基本というもの

基本というのは先人の知識経験の集大成なので決して初歩的ということではない。

むしろもしも基本と言われるものを誰かから習ったりあるいは調べて情報を得るのでなければ、基本及びその重要性に気づくのは結構経験を積んでからということになる。私は美術を高名な美術家の方に手ほどきを受けたが、彼らが伝えるのは言ってみれば表現する際に考慮検討すべきエッセンスの方で、いわゆる基本ではなくましてや初歩的な要素などではなかったように思う。そしてこのブログにも記事を書いたことがあるが、例えば私の先生に構図の理解を深めたいと言ったら構図でなく人間の視覚の原理が重要だと彼は言ったのだ。

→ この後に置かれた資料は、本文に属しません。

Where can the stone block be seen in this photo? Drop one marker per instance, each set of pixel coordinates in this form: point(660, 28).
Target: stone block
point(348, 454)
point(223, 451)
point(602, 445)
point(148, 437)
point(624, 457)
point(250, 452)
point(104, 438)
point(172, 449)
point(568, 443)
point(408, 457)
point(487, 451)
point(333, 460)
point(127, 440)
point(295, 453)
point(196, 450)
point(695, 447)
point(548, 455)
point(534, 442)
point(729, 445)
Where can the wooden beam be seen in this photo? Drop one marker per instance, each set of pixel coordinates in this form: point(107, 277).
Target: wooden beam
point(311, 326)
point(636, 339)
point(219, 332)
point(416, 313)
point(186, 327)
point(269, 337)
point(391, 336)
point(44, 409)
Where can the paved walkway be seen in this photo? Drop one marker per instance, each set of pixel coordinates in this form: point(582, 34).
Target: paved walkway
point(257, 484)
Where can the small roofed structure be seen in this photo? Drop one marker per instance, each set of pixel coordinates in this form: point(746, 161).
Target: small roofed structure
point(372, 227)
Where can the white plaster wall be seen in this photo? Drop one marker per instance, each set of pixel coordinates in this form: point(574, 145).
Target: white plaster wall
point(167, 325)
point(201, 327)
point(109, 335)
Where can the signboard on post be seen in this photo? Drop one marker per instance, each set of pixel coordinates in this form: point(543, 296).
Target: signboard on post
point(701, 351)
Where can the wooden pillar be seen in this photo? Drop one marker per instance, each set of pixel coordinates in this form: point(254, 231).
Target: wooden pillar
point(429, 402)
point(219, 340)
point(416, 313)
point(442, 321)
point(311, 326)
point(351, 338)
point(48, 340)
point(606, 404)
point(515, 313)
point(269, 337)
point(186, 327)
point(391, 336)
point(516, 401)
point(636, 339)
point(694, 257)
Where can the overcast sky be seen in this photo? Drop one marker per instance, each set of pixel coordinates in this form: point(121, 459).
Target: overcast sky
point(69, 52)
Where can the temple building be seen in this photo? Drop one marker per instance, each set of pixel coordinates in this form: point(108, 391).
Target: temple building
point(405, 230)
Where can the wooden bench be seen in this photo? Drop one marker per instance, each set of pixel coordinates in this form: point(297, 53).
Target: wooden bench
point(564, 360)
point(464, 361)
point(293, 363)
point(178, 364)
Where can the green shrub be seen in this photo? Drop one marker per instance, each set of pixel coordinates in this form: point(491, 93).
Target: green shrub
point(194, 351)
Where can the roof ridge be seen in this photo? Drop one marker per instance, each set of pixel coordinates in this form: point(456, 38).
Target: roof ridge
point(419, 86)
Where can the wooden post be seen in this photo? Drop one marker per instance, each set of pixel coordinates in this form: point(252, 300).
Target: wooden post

ともあれ基本を最初から全部習ってしまったり人から聞いたりしらみつぶしに調べてしまうのは、なんだか少しもったいないし、ちょっと危ないと思う(経験より言語の理解があまり先になると経験に言語の色付けがなされて感覚の純粋性が阻害されたり等々)。ただし、すべて自分で発見していくというのは経験上あまりにも効率が悪すぎる、ということで勉強半分手を動かすこと半分という、比較的穏当な結論に落ち着くのであった。